Dr. Bass: When SGIM agreed to participate in the Choosing Wisely campaign at the beginning of my year as President, the Society formed an ad hoc committee to develop recommendations on five high-priority topics for academic general internists across the spectrum of their clinical practice. In addition to the recommendation against routine general health checks, the committee developed recommendations against use of daily home finger glucose testing in patients with type 2 diabetes mellitus not using insulin, routine preoperative testing before low-risk surgical procedures, cancer screening in adults with life-expectancy less than 10 years, and peripherally inserted central catheters for patient or provide convenience. None of those four recommendations generated any controversy.
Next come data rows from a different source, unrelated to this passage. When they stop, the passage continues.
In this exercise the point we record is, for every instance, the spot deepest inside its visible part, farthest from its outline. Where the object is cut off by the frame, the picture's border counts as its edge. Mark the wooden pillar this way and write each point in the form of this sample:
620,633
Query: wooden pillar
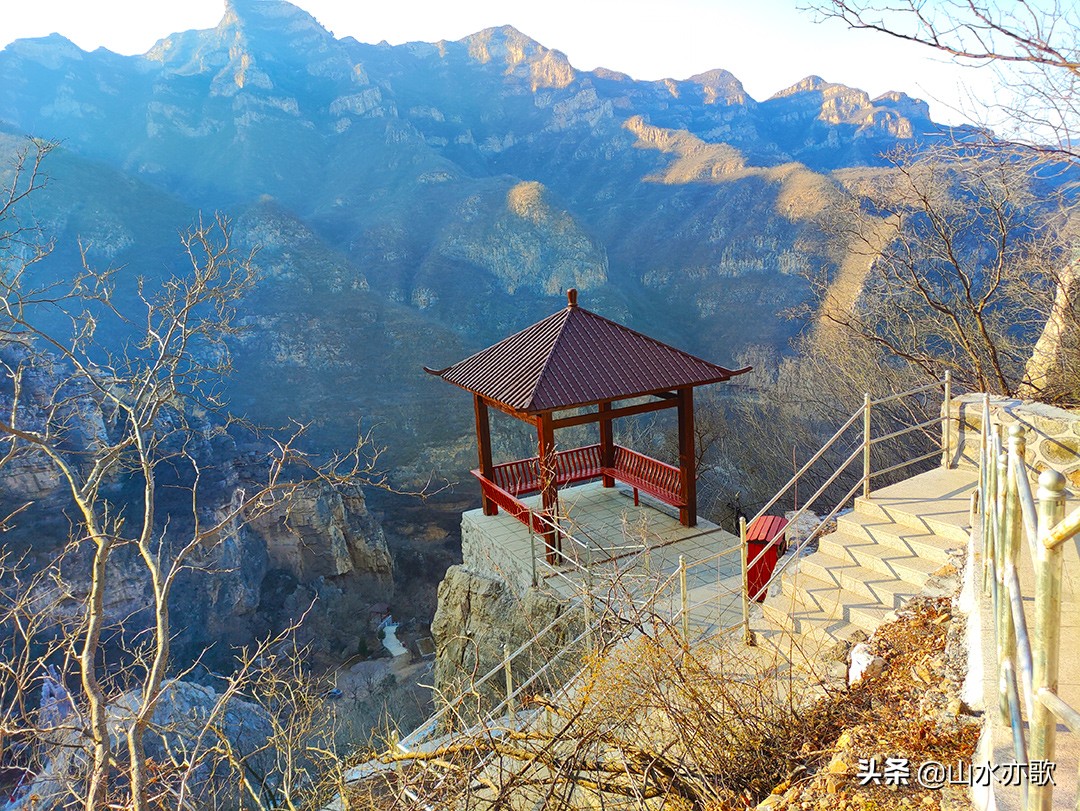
484,451
549,485
607,443
687,458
In 2017, SGIM updated its Choosing Wisely recommendations after a new ad hoc committee reviewed recent evidence on each topic. The recommendation that changed the most was on annual health checks. The revised version stated that “for asymptomatic adults without a chronic medical condition, mental health problem, or other health concern, don’t routinely perform annual general health checks that include a comprehensive physical examination and lab testing. Adults should talk with a trusted doctor about how often they should be seen to maintain an effective doctor-patient relationship, attend to preventive care, and facilitate timely recognition of new problems.”5 This wording is notable for the emphasis on talking with a trusted doctor.
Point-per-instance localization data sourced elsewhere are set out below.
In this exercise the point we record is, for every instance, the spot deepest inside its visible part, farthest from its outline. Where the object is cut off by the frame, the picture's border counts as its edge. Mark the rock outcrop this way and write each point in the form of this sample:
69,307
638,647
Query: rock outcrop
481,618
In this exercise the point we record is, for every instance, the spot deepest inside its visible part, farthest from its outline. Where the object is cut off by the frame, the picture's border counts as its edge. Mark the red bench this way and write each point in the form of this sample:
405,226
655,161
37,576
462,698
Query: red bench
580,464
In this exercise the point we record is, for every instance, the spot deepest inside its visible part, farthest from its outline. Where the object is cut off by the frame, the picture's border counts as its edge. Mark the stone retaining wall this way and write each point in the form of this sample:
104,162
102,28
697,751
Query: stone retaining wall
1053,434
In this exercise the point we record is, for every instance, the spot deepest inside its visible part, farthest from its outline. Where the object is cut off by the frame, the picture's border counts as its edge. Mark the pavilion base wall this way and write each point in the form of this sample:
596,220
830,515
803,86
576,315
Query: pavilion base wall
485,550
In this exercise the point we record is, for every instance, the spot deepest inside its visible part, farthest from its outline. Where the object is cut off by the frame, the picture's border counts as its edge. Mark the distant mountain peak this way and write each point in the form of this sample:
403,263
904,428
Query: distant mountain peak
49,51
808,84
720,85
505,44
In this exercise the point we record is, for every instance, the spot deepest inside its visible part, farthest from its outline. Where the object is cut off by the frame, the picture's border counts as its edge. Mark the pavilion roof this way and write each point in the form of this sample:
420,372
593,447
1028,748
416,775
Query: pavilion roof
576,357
In 2021, the ABIM Foundation asked SGIM to update the recommendations again. SGIM formed another ad hoc group to review recent evidence and determine whether any of the recommendations should be revised or retired. Fortuitously, SGIM members had contributed to a recent systematic review on general health checks in adult primary care.6 Although new evidence was found on all of the topics, none of the recommendations required major revision, indicating that they have held up well over time. The biggest change in wording is on routine annual checkups—“Don’t perform routine annual checkups unless patients are likely to benefit; the frequency of checkups should be based on individual risk factors and preferences. During checkups, don’t conduct comprehensive physical exams or routine lab testing.”7
The latest wording does not explicitly refer to the doctor-patient relationship, but it is assumed in the emphasis on considering individual risk factors and preferences. It is difficult to capture pertinent nuances in the sound bite format that the ABIM Foundation prefers for all Choosing Wisely recommendations. The summary of the full version of the recommendation emphasizes that “patients who are likely to benefit from annual checkups include those who are overdue for recommended preventive care, at high risk of undiagnosed chronic illness, rarely see their primary care physician, have low self-rated health, or have a high degree of worry. Patients from historically excluded or marginalized groups, such as racial and ethnic minoritized groups and those with low income, are at increased risk of many health problems and are more likely to benefit from checkups.”7 A simple sound bite will never give enough emphasis to these critically important aspects of the issue. To achieve SGIM’s vision for a just system of care in which all people can achieve optimal health, we must reaffirm our commitment to building trustworthy relationships with all who need care.